Brevity codes are designed to convey complex information with a few words or codes. Specific brevity codes include:
- Aeronautical Code signals
- ARRL Numbered Radiogram
- Multiservice tactical brevity code
- Phillips Code
- NOTAM Code
Brevity codes that are specifically designed to be used between communications operators and to support communication operations are referred to as "operating signals". These include:
- Prosigns for Morse code
- 92 Code, Western Union telegraph brevity codes
- Q code, initially developed for commercial radiotelegraph communication, and later adopted by other radio services, especially amateur radio.

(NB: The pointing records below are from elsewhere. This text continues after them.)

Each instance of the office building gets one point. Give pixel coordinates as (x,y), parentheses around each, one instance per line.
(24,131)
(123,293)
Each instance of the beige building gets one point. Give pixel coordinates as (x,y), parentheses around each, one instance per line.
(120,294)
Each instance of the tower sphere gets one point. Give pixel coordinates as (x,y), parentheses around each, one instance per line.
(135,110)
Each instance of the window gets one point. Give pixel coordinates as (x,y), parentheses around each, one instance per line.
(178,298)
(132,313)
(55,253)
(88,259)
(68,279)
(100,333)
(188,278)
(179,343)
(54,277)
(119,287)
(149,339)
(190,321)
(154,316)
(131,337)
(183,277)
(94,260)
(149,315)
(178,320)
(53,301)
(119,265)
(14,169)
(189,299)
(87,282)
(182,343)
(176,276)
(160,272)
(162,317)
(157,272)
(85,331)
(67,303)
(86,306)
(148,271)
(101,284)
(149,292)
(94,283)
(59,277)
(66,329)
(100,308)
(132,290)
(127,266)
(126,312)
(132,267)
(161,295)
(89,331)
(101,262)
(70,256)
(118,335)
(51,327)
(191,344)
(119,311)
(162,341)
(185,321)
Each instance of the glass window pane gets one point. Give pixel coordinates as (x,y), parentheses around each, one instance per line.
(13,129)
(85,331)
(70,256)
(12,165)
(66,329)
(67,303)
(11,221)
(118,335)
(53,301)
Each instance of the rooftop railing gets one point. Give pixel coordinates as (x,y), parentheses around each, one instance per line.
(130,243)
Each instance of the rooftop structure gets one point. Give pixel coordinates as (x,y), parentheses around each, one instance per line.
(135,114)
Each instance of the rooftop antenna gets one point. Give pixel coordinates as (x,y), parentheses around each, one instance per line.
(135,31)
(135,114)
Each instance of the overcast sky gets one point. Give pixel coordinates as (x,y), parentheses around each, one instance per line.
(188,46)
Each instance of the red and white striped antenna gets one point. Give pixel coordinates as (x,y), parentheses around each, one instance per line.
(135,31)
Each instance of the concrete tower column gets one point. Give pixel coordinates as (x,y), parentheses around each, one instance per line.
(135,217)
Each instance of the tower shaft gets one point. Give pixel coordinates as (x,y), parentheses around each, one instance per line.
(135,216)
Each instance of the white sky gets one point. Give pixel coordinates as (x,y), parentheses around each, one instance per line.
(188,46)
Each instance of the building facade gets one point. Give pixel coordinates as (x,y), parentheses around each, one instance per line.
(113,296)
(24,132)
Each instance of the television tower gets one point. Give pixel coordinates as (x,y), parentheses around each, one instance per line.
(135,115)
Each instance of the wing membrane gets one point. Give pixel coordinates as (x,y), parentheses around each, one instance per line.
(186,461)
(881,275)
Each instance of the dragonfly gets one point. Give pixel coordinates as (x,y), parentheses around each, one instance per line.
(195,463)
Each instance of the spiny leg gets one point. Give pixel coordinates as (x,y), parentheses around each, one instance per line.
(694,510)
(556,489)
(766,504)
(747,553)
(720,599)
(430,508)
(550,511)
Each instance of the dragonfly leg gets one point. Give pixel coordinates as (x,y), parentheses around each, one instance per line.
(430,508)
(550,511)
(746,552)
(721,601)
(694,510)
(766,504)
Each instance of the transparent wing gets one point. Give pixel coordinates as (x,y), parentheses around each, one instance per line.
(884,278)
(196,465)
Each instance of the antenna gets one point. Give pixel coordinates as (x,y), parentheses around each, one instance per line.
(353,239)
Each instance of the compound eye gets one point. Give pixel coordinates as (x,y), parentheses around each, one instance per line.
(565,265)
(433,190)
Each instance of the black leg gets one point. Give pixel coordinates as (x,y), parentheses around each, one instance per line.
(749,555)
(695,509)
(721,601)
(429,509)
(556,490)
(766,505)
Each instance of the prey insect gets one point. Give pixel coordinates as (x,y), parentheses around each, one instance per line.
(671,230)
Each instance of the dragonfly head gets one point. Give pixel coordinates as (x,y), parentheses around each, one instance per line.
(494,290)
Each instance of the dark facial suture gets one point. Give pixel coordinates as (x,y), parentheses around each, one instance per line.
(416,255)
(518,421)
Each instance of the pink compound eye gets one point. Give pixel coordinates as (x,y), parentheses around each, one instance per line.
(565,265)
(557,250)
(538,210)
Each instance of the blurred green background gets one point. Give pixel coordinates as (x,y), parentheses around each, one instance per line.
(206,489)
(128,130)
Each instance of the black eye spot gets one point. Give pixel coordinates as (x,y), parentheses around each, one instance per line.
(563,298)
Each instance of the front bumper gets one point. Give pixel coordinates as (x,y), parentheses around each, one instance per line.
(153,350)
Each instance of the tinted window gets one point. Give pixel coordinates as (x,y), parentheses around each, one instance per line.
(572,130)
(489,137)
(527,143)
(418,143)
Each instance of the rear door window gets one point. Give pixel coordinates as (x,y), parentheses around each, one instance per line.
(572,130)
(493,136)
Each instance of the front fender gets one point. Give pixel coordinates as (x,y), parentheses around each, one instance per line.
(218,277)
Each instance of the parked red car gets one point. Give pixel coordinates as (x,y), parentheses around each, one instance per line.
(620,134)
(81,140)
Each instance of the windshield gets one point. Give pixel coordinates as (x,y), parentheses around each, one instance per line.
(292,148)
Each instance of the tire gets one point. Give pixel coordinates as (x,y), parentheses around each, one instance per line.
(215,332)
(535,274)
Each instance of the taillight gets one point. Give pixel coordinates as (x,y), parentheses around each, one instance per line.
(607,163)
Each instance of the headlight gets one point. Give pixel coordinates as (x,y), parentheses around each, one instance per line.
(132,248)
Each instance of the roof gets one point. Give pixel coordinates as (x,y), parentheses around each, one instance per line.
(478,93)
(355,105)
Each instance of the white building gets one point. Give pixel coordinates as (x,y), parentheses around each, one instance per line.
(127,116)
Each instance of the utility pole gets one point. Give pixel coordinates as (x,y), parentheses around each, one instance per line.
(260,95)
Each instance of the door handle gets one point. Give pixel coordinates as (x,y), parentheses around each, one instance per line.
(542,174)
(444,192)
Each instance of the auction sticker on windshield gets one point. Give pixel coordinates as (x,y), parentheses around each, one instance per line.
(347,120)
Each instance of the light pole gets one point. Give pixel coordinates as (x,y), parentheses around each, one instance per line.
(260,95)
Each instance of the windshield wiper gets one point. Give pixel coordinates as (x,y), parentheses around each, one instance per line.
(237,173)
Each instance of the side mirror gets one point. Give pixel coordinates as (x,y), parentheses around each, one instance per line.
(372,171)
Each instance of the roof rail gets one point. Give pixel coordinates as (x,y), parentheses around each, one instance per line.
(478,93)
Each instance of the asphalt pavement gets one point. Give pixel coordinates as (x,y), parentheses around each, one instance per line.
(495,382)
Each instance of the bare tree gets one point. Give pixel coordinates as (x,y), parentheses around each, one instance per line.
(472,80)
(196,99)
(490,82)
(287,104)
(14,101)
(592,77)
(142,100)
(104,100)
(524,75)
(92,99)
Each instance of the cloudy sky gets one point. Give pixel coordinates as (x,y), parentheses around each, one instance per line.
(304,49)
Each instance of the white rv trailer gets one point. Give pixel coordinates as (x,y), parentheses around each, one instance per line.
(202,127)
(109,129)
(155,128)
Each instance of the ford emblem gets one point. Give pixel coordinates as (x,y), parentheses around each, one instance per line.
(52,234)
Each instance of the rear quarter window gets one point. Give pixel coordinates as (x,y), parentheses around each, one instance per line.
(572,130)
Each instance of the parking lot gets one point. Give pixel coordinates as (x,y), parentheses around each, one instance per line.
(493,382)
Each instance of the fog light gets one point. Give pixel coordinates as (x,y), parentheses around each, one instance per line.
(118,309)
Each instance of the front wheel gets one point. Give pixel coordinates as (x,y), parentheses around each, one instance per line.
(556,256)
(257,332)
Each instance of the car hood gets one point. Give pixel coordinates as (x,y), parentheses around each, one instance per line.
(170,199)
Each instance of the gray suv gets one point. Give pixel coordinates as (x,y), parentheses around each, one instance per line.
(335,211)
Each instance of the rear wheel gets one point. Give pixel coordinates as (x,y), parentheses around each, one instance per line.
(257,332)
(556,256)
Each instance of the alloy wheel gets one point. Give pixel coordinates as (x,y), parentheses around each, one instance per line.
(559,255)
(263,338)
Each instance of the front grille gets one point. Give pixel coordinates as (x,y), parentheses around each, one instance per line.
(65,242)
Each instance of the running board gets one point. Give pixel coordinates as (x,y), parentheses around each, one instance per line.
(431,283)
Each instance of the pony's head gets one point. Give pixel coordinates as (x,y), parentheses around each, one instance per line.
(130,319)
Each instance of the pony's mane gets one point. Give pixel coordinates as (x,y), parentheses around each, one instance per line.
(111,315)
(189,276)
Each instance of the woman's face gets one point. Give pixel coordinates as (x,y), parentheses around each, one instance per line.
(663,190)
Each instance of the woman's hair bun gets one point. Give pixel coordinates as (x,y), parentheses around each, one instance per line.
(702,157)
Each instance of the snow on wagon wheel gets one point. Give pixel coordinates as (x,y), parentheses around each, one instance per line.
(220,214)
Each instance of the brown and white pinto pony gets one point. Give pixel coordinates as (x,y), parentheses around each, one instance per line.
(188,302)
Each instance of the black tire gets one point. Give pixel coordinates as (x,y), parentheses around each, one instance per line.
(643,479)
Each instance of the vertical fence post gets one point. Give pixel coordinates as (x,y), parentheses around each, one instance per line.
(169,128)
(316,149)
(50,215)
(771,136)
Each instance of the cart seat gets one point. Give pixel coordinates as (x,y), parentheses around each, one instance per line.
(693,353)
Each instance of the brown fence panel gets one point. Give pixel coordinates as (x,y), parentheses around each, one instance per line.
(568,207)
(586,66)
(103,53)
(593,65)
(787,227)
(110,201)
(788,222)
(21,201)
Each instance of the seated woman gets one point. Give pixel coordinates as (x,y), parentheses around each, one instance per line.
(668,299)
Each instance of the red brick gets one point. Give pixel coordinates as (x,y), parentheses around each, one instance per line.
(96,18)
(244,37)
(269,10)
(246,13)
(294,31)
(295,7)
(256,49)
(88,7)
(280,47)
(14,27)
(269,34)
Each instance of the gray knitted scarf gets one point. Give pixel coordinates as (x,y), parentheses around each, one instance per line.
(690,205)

Used since circa 1909.
- QN Signals, published by the ARRL and used by Amateur radio operators to assist in the transmission of ARRL Radiograms in the National Traffic System.
- R code, published by the British Post Office in 1908 for use only by British coastal wireless stations and ships licensed by the Postmaster General.
- S code, published by the British Post Office in 1908 for use only by British coastal wireless stations and ships licensed by the Postmaster General.
- X code, used by European military services as a wireless telegraphy code in the 1930s and 1940s
- Z code, also used in the early days of radiotelegraph communication.
Morse code, is commonly used in Amateur radio. Morse code abbreviations are a type of brevity code. Procedure words used in radiotelephony procedure, are a type of radio code. Spelling alphabets, including the ICAO spelling alphabet, are commonly used in communication over radios and telephones.